Handling Connection Spikes in WebSocket Server with Redis

Question

Handling Connection Spikes in WebSocket Server with Redis

Closed this issue 6 months ago · 3 comments

Hi everyone,

I'm seeking some guidance on how to best manage connection spikes in my WebSocket server application, which heavily relies on Redis PubSub, Sorted Sets, and Lists.

Problem Description:

Our application experiences intermittent but significant spikes in user activity throughout the day. These spikes lead to a large number of concurrent connection initializations in our Redis connection pool. This, in turn, results in:

context deadline exceeded errors.
Slow Redis command execution times.

Current Mitigation Strategy:

I've attempted to address this by increasing the MinIdle setting in our Redis connection pool. Previously, with a lower MinIdle (around 1000), we encountered frequent connection-related errors during peak usage.

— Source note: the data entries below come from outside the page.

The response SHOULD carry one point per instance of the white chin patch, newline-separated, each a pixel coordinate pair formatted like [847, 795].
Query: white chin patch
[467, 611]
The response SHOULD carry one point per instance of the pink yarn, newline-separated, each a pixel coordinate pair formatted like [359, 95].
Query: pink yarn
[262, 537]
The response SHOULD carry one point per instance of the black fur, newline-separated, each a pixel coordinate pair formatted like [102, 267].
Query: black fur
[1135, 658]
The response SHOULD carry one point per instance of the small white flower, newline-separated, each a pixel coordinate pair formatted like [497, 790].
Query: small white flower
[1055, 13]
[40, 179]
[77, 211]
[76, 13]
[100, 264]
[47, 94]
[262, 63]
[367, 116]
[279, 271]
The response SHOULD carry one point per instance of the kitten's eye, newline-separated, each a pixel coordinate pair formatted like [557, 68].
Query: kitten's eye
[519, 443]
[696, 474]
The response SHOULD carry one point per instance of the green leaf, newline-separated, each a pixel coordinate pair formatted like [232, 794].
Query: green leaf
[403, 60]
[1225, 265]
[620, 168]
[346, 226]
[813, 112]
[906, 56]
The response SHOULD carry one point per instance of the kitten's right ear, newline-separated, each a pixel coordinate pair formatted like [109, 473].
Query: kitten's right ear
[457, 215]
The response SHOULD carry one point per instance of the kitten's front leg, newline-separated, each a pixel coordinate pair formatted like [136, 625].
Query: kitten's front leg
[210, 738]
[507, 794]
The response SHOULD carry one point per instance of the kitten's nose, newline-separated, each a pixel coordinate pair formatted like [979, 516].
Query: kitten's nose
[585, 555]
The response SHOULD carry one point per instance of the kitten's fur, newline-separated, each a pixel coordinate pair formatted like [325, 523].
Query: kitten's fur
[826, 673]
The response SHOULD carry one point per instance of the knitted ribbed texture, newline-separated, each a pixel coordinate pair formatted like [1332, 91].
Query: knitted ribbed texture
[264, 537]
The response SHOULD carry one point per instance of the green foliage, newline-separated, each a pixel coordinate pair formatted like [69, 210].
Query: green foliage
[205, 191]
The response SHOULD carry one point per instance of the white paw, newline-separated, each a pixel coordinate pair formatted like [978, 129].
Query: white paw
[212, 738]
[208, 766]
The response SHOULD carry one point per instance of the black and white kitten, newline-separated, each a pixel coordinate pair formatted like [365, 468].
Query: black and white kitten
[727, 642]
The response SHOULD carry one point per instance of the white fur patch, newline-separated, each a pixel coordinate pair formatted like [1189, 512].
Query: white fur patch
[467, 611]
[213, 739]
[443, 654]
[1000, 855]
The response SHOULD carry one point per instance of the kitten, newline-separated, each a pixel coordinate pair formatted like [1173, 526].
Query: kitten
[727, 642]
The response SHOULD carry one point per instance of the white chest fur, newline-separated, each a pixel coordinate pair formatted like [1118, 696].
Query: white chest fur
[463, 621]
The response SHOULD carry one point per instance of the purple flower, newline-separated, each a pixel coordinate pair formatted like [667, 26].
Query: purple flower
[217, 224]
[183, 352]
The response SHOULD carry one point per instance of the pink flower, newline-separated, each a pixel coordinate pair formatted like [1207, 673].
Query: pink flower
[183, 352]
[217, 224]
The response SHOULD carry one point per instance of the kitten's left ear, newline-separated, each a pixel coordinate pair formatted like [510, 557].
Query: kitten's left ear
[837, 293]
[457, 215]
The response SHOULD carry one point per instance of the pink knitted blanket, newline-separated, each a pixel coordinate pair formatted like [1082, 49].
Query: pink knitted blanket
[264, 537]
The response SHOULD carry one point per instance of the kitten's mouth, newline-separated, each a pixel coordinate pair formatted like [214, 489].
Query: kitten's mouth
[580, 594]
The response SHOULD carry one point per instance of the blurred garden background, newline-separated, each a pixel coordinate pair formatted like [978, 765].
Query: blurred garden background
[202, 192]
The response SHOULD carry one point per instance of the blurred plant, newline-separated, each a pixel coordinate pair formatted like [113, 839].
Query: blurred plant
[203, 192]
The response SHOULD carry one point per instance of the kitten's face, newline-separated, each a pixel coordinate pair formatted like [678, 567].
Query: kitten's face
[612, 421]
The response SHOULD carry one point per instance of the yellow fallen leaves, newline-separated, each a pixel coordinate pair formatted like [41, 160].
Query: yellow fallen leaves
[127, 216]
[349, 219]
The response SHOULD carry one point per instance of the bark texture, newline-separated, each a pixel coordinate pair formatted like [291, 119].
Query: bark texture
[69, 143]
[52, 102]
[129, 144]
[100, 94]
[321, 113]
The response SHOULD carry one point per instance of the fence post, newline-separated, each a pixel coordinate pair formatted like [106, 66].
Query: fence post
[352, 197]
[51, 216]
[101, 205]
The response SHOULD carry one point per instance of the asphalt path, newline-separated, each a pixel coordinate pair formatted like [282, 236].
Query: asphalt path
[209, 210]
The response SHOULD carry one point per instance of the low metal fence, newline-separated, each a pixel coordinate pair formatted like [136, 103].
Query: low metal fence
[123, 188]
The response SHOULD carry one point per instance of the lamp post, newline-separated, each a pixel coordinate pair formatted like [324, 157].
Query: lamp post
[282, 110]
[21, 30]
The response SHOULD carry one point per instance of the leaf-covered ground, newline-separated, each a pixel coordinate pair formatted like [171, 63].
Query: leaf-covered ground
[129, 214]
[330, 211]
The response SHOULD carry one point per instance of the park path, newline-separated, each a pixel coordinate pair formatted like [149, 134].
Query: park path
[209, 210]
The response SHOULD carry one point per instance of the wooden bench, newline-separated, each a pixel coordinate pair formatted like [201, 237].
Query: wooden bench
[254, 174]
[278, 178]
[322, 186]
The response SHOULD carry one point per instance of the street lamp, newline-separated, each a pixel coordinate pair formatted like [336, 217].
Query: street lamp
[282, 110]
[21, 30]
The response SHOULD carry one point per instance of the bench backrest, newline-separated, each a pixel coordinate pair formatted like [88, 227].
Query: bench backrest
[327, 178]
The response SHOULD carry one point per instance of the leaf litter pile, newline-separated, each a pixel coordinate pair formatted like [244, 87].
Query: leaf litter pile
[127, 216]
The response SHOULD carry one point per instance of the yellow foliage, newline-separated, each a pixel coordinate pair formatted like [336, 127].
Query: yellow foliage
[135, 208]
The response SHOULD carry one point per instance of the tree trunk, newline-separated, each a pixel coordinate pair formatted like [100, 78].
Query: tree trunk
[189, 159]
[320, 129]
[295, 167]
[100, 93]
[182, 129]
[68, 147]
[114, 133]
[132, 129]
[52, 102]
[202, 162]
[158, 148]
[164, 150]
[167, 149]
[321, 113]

By increasing MinIdle to 3000, the occurrence of these errors has significantly reduced (down to under 100).

Setup Details:

Redis Server: AWS Elasticache Redis (version 7+) with cluster mode enabled.
Application Instances: 4 EC2 instances running the WebSocket server application.
Redis Connection Pool Configuration (per application instance):

PoolSize - 5000
MinIdle - 3000
MaxIdle - 3500
connIdleTimeout - 9h
connLifetime - 12h
readTimeout - 10s
writeTimeout - 10s

Question:

While increasing MinIdle has provided some relief, I'm wondering if this is the most efficient or recommended approach. Are there alternative strategies or configurations I should consider to better handle these connection spikes and ensure the stability and performance of our application? Any insights or suggestions would be greatly appreciated!

Answer 1 · 2025-04-29T09:59:32.000Z

Hello @akshaykhairmode, Can you share more about your setup? What is the context you are passing to the clients? Why are the context timing out?

Answer 2 · 2025-04-29T10:16:31.000Z

Hi @ndyakov , the context passed is context.Background.

I have increased the pool size to minIdle as 3500 and maxIdle as 3800 and changed the maxIdleTime and maxLifetime to -1 to disable those checks.

Now I do not see context deadline exceeded but slowness is there which I have reported in #3359

Answer 3 · 2025-05-01T07:12:41.000Z

Continued discussion in the issue from the comment above. Closing this one.